Jessie s’est attardée certainement. Sur le seuil, Tempest guette mon arrivée. Sa joie, ce soir, est plus exubérante. Il saute et me lèche les mains.

— Allons, la paix ! Oui, vous êtes un bon chien, je le sais, la paix, la paix…

Une sensation de froid me saisit en entrant. Brrou ! Jessie a laissé mourir le feu. J’allume la lampe, la porte sur la table et j’aperçois un papier cloué sur le bois avec un couteau. C’est un billet de Jessie. Je lis plusieurs fois avant de comprendre, puis la lugubre, l’évidente réalité s’impose.

Jessie est partie…

Ce qu’elle me dit ? Oh ! peu de choses, elle n’a pas fait grands frais.

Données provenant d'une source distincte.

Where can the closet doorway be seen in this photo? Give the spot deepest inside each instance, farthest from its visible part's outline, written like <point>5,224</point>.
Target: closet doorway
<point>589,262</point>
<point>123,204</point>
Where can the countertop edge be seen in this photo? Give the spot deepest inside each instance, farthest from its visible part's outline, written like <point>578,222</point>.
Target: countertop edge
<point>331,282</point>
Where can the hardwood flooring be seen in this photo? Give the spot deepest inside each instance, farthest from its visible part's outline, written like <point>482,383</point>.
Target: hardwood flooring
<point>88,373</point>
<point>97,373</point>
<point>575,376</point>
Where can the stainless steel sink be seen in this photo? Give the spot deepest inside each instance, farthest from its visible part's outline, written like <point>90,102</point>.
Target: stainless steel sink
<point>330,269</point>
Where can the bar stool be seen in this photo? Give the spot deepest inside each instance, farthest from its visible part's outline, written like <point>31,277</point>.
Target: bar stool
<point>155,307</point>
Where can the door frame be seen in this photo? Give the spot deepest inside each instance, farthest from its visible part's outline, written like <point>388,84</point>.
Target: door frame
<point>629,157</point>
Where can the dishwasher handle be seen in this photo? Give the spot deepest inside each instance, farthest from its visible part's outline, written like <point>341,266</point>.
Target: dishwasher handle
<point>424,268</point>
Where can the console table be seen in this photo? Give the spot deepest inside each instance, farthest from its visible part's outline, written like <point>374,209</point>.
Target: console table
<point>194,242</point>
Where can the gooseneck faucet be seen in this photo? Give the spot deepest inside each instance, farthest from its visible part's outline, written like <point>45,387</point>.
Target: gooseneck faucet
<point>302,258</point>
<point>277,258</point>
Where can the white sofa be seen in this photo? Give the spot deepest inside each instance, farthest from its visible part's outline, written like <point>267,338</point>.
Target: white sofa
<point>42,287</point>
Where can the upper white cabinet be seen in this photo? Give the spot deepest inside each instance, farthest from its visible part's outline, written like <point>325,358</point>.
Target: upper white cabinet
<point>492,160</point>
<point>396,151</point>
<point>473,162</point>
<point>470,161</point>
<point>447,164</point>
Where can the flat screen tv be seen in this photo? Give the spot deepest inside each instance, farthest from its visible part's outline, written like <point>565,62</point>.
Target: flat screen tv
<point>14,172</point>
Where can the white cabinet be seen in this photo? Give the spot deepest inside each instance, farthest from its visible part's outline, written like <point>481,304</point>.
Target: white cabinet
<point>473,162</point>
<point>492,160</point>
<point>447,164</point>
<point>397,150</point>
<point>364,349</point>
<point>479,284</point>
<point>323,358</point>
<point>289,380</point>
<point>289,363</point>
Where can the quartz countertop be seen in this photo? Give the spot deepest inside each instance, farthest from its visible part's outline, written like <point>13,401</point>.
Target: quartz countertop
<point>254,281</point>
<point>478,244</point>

« Ami, une baleinière appareille tout à l’heure pour Frisco. Je pars. Vous m’en voudrez longtemps, mais lorsque l’apaisement sera fait en vous, vous garderez au fond de votre cœur mon souvenir, parmi les souvenirs qui aident à vivre la vie. »



J’ai fait ainsi. J’ai creusé un trou dans mon cœur. Un trou profond comme une tombe, et j’ai mis, dans le fond, Jessie Marlowe que j’ai rencontrée trois fois, pour chaque fois la perdre.